Boy with python

Bangkok with children: “Enough Buddhas for today”

Picture of Leigh Turner
Leigh Turner

Should you visit Bangkok with children?  Why visiting Thailand with your kids offers joy and challenges.  Bangkok is “a pleasure and a pain”.

By Leigh Turner

Financial Times, April 30 2004

At the Thonburi Snake Farm, dusty display cases stand derelict. Half the exhibits (“banded krait, poisonous”) seem to have escaped. Beneath a canopy, a small audience, dulled by heat, watches a bare-footed handler torment two cobras until they strike at him; then he grabs one by the head, forces its fangs through a plastic membrane, and milky venom pours into a jar.

Owen Turner-Major

Owen with python at the snake farm

Next on is a copperhead racer: a big, fast-moving, brown-and-black-striped snake. The handler goads it until it leaps over the low barrier that separates the snakepit from the audience. Children scream and scatter. “I forgot to tell you,” the compere says; “this one is not poisonous.”

Six time zones ahead of western Europe and six behind New Zealand, the ancient culture and Asian flair of Bangkok make a tempting stopover for long-haul travellers. But a family visit needs careful planning if you want the children to have a good time. Based on our three-night stay with Owen (11) and Anna (nine), that means: trim the sightseeing, book a hotel with a pool, enjoy the street life and eat as much as you can.

What does – and doesn’t – impress children

Every parent knows that when it comes to sightseeing with children, less is more. We should have known the fabulous sculptures of the Royal Palace and Wat Arun, the Temple of the Dawn, would leave the children unimpressed. Amid the heat and crowds at Wat Phra Keo, the Temple of the Jade Buddha, their main interest was drawn by a water trough: “Look – tadpoles!” “No, they’re little fish.”
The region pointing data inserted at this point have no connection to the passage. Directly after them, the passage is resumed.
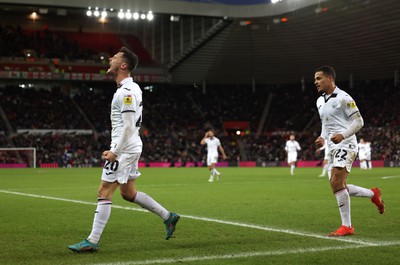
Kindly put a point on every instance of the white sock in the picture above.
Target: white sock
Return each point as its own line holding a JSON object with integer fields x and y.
{"x": 150, "y": 204}
{"x": 357, "y": 191}
{"x": 343, "y": 199}
{"x": 101, "y": 216}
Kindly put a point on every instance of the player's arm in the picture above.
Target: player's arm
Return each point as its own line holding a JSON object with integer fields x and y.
{"x": 221, "y": 149}
{"x": 127, "y": 130}
{"x": 203, "y": 141}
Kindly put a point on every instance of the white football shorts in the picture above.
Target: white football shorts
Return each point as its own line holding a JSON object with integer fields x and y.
{"x": 212, "y": 159}
{"x": 125, "y": 168}
{"x": 341, "y": 158}
{"x": 292, "y": 157}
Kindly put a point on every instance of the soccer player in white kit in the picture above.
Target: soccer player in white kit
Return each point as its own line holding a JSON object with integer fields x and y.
{"x": 121, "y": 161}
{"x": 213, "y": 145}
{"x": 341, "y": 119}
{"x": 364, "y": 154}
{"x": 291, "y": 148}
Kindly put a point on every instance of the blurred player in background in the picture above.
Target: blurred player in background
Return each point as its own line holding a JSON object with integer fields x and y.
{"x": 291, "y": 148}
{"x": 121, "y": 166}
{"x": 364, "y": 154}
{"x": 341, "y": 119}
{"x": 325, "y": 161}
{"x": 213, "y": 145}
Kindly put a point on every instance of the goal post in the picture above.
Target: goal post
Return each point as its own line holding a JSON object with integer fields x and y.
{"x": 18, "y": 157}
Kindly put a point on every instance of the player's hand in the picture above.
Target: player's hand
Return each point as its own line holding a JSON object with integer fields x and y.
{"x": 337, "y": 138}
{"x": 109, "y": 156}
{"x": 319, "y": 142}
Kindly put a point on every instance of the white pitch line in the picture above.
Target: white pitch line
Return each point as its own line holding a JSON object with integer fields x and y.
{"x": 390, "y": 177}
{"x": 258, "y": 227}
{"x": 240, "y": 255}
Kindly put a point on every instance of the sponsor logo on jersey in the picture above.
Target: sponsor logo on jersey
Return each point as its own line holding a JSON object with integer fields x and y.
{"x": 352, "y": 105}
{"x": 128, "y": 99}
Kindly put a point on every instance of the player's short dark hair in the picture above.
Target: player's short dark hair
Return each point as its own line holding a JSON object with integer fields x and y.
{"x": 130, "y": 58}
{"x": 327, "y": 70}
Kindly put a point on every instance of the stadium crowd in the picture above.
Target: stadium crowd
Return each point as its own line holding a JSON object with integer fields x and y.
{"x": 175, "y": 119}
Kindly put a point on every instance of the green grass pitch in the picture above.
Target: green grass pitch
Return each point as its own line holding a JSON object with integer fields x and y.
{"x": 251, "y": 216}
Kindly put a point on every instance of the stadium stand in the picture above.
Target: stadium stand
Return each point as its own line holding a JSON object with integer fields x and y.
{"x": 176, "y": 117}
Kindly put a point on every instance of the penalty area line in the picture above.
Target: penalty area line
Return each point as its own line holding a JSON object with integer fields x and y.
{"x": 239, "y": 255}
{"x": 244, "y": 225}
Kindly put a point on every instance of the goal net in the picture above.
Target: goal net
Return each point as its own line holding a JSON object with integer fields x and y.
{"x": 18, "y": 157}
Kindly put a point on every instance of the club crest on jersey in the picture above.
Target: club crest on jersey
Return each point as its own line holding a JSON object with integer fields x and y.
{"x": 128, "y": 99}
{"x": 352, "y": 105}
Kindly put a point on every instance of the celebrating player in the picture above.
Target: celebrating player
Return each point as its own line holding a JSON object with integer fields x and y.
{"x": 341, "y": 119}
{"x": 291, "y": 148}
{"x": 121, "y": 166}
{"x": 213, "y": 145}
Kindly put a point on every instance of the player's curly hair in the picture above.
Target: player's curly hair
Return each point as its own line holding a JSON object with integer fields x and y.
{"x": 327, "y": 70}
{"x": 130, "y": 57}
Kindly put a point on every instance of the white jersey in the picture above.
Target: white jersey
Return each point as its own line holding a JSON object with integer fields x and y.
{"x": 335, "y": 111}
{"x": 127, "y": 98}
{"x": 292, "y": 146}
{"x": 212, "y": 146}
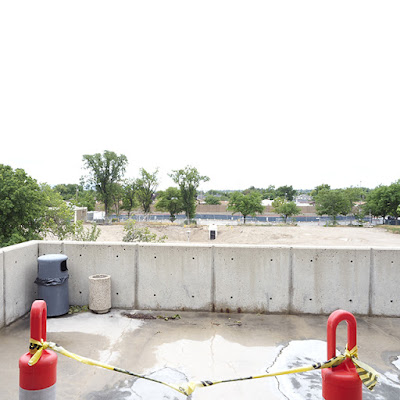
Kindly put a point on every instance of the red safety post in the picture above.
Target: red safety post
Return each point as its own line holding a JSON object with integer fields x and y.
{"x": 38, "y": 381}
{"x": 341, "y": 382}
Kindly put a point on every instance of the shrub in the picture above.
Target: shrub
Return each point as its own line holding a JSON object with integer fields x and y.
{"x": 137, "y": 234}
{"x": 86, "y": 235}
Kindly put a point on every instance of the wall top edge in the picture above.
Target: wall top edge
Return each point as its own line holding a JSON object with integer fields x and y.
{"x": 20, "y": 246}
{"x": 213, "y": 245}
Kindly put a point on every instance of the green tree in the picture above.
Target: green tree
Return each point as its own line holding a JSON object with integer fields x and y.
{"x": 58, "y": 216}
{"x": 269, "y": 192}
{"x": 246, "y": 204}
{"x": 104, "y": 171}
{"x": 286, "y": 192}
{"x": 170, "y": 201}
{"x": 285, "y": 208}
{"x": 129, "y": 201}
{"x": 146, "y": 187}
{"x": 315, "y": 191}
{"x": 117, "y": 196}
{"x": 134, "y": 233}
{"x": 68, "y": 191}
{"x": 21, "y": 207}
{"x": 355, "y": 196}
{"x": 394, "y": 199}
{"x": 188, "y": 180}
{"x": 377, "y": 202}
{"x": 332, "y": 202}
{"x": 212, "y": 200}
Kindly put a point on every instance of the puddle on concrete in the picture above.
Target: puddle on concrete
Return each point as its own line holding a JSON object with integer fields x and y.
{"x": 109, "y": 325}
{"x": 308, "y": 385}
{"x": 218, "y": 358}
{"x": 140, "y": 389}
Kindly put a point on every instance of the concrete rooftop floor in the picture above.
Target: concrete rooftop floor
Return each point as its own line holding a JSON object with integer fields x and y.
{"x": 200, "y": 346}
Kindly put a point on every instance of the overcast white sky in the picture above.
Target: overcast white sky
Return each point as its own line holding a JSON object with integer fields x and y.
{"x": 251, "y": 93}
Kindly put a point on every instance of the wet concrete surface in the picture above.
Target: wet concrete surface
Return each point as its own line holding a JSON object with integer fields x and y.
{"x": 200, "y": 346}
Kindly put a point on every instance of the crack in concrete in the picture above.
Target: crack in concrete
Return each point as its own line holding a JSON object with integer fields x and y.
{"x": 271, "y": 366}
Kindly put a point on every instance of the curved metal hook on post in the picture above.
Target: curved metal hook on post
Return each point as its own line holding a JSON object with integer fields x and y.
{"x": 38, "y": 382}
{"x": 341, "y": 382}
{"x": 333, "y": 321}
{"x": 39, "y": 320}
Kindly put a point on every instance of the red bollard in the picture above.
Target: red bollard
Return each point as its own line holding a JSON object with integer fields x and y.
{"x": 38, "y": 381}
{"x": 341, "y": 382}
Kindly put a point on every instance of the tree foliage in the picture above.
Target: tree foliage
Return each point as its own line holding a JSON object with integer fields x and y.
{"x": 135, "y": 233}
{"x": 212, "y": 200}
{"x": 21, "y": 207}
{"x": 105, "y": 170}
{"x": 188, "y": 180}
{"x": 286, "y": 192}
{"x": 129, "y": 201}
{"x": 170, "y": 201}
{"x": 246, "y": 204}
{"x": 146, "y": 186}
{"x": 58, "y": 216}
{"x": 285, "y": 208}
{"x": 332, "y": 202}
{"x": 384, "y": 201}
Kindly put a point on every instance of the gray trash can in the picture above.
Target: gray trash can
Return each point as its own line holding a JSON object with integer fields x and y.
{"x": 52, "y": 281}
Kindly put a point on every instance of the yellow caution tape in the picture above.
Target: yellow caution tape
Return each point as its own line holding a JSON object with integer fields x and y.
{"x": 367, "y": 374}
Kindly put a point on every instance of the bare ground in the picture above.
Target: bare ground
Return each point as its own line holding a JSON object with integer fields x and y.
{"x": 301, "y": 235}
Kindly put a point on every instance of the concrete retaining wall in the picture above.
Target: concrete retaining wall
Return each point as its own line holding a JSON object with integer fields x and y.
{"x": 222, "y": 278}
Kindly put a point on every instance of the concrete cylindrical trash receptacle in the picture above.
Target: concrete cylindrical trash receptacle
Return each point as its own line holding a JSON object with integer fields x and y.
{"x": 100, "y": 293}
{"x": 52, "y": 281}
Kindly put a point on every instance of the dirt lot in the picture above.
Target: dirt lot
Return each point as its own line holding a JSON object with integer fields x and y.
{"x": 302, "y": 235}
Top temple was Wat Pho, with its shady gardens, fountains and 46-metre long gold-plated Reclining Buddha: “It’s massive!” A canal tour also started well: the wizened driver on his raised seat, and the long-tail boat with its massive on-board motor, were reminiscent of Star Wars. The children gazed with interest as we passed dwelling-houses on stilts over the murky water, laundries festooned with fluttering shirts, and a Chinese coffin shop, the white cases decorated with more gold Buddhas. When we stopped to feed catfish, a seething shoal of white and grey rose to the surface like a single organism to consume our 20-baht loaves.
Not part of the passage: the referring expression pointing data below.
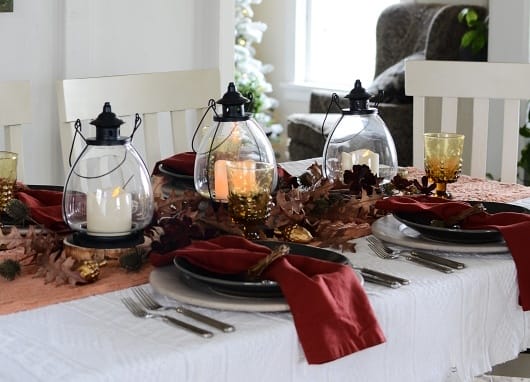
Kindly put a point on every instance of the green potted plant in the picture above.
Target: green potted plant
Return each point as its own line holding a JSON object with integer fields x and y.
{"x": 474, "y": 41}
{"x": 524, "y": 161}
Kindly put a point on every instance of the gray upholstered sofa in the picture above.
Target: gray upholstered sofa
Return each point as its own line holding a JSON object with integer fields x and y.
{"x": 404, "y": 31}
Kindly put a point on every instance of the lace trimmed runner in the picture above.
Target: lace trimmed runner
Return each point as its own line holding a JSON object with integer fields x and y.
{"x": 29, "y": 292}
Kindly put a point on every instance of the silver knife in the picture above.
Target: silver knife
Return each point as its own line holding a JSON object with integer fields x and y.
{"x": 185, "y": 325}
{"x": 429, "y": 264}
{"x": 205, "y": 319}
{"x": 438, "y": 259}
{"x": 387, "y": 276}
{"x": 377, "y": 280}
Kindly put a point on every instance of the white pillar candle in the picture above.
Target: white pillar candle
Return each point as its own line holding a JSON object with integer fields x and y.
{"x": 221, "y": 180}
{"x": 367, "y": 157}
{"x": 109, "y": 212}
{"x": 346, "y": 161}
{"x": 244, "y": 177}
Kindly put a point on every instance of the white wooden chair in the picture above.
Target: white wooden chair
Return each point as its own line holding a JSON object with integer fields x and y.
{"x": 481, "y": 82}
{"x": 15, "y": 110}
{"x": 169, "y": 103}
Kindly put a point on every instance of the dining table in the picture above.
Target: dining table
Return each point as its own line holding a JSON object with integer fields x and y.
{"x": 440, "y": 327}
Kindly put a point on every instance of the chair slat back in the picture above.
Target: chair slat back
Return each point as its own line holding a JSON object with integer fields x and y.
{"x": 481, "y": 82}
{"x": 169, "y": 104}
{"x": 15, "y": 110}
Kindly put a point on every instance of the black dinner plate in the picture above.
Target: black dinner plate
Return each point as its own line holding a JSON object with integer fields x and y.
{"x": 236, "y": 285}
{"x": 421, "y": 223}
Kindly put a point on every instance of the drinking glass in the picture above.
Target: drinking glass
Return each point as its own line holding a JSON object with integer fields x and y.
{"x": 443, "y": 159}
{"x": 8, "y": 177}
{"x": 249, "y": 194}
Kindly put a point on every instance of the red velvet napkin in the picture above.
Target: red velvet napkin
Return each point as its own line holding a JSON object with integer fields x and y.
{"x": 514, "y": 227}
{"x": 331, "y": 311}
{"x": 182, "y": 163}
{"x": 45, "y": 207}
But then things went downhill. The “Sai Thong Floating Market” was neither floating, nor a market, but a large shed housing a hoard of tourist tat. “Truth is, no more floating market in Bangkok for 20 years,” our guide said. Then there was the snake farm – really a small zoo with a snake-show attached.

An oasis of calm

By the time we stepped off the boat we all wanted to return to the hotel. If the children had had their way, we’d have spent our whole time there. The Metropolitan is an oasis of calm on the South Sathorn Road where the service has a dreamlike quality: when we checked in, no less than four staff stepped forward to complete our registration forms for us. The children found the attention pretty cool.

Said Anna at breakfast: “I just looked at the bread, and the waiter said ‘Do you want some toast?’ I feel like a queen.” But best of all was the pool: outdoors, beautiful to look at, and big enough to swim in and to lounge by.

What they least enjoyed was getting around. Transport in Bangkok is a pleasure and a pain. A pleasure because the river boats, tuk-tuks and sky train are fun. A night ride in a tuk-tuk – “four people balanced in a cage on the back of a moped stuck in top gear” – was a huge hit (“Blimey, they go fast!” “Can we buy one?”). But a pain because most of the city centre is permanently gridlocked.

A polystyrene police station

Eating and street markets scored highly, too. At the Suan Lum night market we entered an ancient temple. “It’s made of polystyrene,” Owen said. He was right. The painted blocks masked a 24-hour tourist police station. In the warren of brightly lit stalls selling everything from DVDs to chameleons, a little pocket money went a long way. But on the walk home, with traffic roaring by, both children pulled up their shirts as impromptu face-masks.

Good food is everywhere in Bangkok. From the stylish eateries at the Metropolitan to the road-side stalls in Thonburi, we stuffed ourselves to bursting point.

Our final day found us lounging by the pool. “How would you describe Bangkok?” I asked the children.

Anna: “Smiley. Smelly.”

Owen: “Polluted. Tasty.”

There were several hours left before our flight to Sydney. Should we go and visit the famous solid gold Buddha in Chinatown? Or should we lounge further?

It was no contest.

“Actually,” Anna said, “I’ve just about had enough Buddhas for today.”